O risco de morte a que estão expostos extratos majoritários das populações urbanas no Brasil, com o avanço da disseminação do vírus e o iminente colapso da rede pública hospitalar, multiplica-se com potencial de dizimação entre as populações indígenas. Foi com base nesse cenário que entidades nativas brasileiras enviaram carta à Organização Mundial de Saúde nesta segunda-feira, pedindo para que a comunidade internacional, particularmente latino-americana, mobilize-se a fim de garantir proteção à vida de seus povos diante da ameaça da pandemia global, além do incentivo à criação de um Fundo Emergencial.

Intitulada Carta dos Povos Indígenas de todo o Mundo, o documento é uma iniciativa da Frente Parlamentar Mista em Defesa dos Povos Indígenas, coordenada pela deputada Joenia Wapichana (Rede-RR) e composta por deputados e senadores, organizações indígenas e representantes da sociedade civil.

O documento cita os tratados internacionais de defesa dos direitos dos povos nativos e lembra de frase proferida há um ano pela então presidente da Assembleia Geral da ONU, Maria Fernanda Espinosa, sobre a “dívida histórica para com os povos indígenas, que representam 15% das pessoas mais pobres do mundo”.

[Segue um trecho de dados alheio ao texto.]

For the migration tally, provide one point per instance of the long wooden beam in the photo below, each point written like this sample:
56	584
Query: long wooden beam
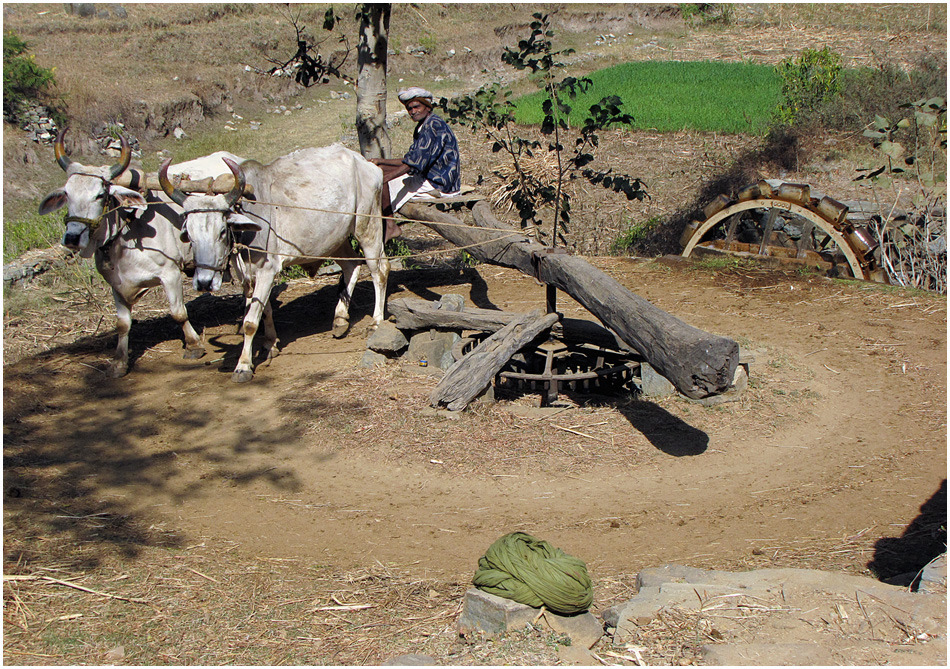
699	364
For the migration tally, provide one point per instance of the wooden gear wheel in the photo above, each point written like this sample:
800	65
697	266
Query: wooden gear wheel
786	222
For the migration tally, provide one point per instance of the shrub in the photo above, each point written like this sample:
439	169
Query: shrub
913	150
807	82
702	14
633	235
23	80
868	92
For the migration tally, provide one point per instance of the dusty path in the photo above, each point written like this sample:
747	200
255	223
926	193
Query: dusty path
838	442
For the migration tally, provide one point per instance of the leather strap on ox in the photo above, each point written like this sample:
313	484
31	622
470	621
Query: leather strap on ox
184	226
532	572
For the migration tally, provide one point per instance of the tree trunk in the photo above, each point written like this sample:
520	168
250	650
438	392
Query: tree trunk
371	80
698	363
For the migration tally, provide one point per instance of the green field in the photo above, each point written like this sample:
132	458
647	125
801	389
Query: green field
672	96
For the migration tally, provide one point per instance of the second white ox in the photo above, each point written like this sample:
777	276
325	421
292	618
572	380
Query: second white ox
305	207
134	238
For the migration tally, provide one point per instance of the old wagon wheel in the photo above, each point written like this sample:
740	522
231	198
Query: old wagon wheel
784	221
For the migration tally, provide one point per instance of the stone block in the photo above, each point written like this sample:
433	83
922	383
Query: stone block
576	656
652	384
584	629
452	302
933	580
767	654
387	339
433	346
492	615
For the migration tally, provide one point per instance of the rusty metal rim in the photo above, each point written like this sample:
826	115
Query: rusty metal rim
770	203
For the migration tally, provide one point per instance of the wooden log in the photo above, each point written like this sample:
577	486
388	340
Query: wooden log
141	181
410	313
414	314
699	364
468	377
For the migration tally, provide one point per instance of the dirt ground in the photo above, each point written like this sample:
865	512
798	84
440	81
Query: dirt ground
830	460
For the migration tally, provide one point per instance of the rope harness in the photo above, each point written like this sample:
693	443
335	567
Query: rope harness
532	572
402	219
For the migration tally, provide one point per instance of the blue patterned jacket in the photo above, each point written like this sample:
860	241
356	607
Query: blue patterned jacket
434	154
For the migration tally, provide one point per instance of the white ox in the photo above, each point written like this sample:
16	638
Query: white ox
136	241
305	207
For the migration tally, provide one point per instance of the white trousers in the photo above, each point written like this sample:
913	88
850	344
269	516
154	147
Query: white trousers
408	186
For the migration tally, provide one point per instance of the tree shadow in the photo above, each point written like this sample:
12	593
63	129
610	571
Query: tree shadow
900	560
81	451
417	282
665	431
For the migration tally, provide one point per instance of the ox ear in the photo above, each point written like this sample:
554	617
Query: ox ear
243	223
126	197
53	201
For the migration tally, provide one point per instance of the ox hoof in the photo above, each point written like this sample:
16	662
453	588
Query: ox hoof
340	328
242	376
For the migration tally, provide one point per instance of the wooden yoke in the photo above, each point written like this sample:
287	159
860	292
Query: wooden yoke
698	363
141	181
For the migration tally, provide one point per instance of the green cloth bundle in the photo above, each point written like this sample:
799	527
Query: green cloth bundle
532	572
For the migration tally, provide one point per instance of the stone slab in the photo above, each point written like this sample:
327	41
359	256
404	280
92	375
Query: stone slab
492	615
767	654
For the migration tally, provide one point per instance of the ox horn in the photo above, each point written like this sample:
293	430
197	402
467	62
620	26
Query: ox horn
176	194
235	193
59	150
124	159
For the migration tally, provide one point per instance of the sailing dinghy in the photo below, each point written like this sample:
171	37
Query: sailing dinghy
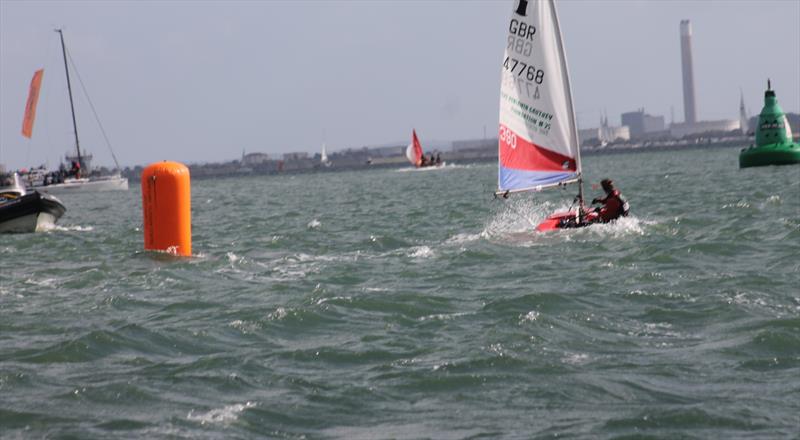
324	160
75	182
417	157
538	139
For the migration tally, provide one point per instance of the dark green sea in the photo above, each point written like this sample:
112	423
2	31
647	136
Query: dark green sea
400	304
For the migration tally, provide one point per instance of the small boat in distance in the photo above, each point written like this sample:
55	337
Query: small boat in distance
538	139
324	157
79	177
23	211
418	158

E com base no manifesto feito pela Aliança dos Parlamentares Indígenas da América Latina, o documento elenca três pontos básicos em sua solicitação:

1) que aquelas populações sejam consideradas de maior risco e vulnerabilidade diante da Covid 19.

2) que sejam garantidos segurança alimentar e acesso a as aos serviços de saúde, bem como direitos sociais e previdenciários durante o período de pandemia.

3) que sejam assegurados a participação e o envolvimento de organizações indígenas e de seus representantes no planejamento e implementação das ações de vigilância e enfrentamento da Covid 19. 

De acordo com boletim epidemiológico divulgado ontem (4) pela Sesai (Secretaria Especial da Saúde Indígena), os casos confirmados de contágio entre os indígenas somavam 139, sendo 8 o número de mortos. O Alto Solimões aparecia como a região mais atingida com 72 casos, dos quais 6 não sobreviveram.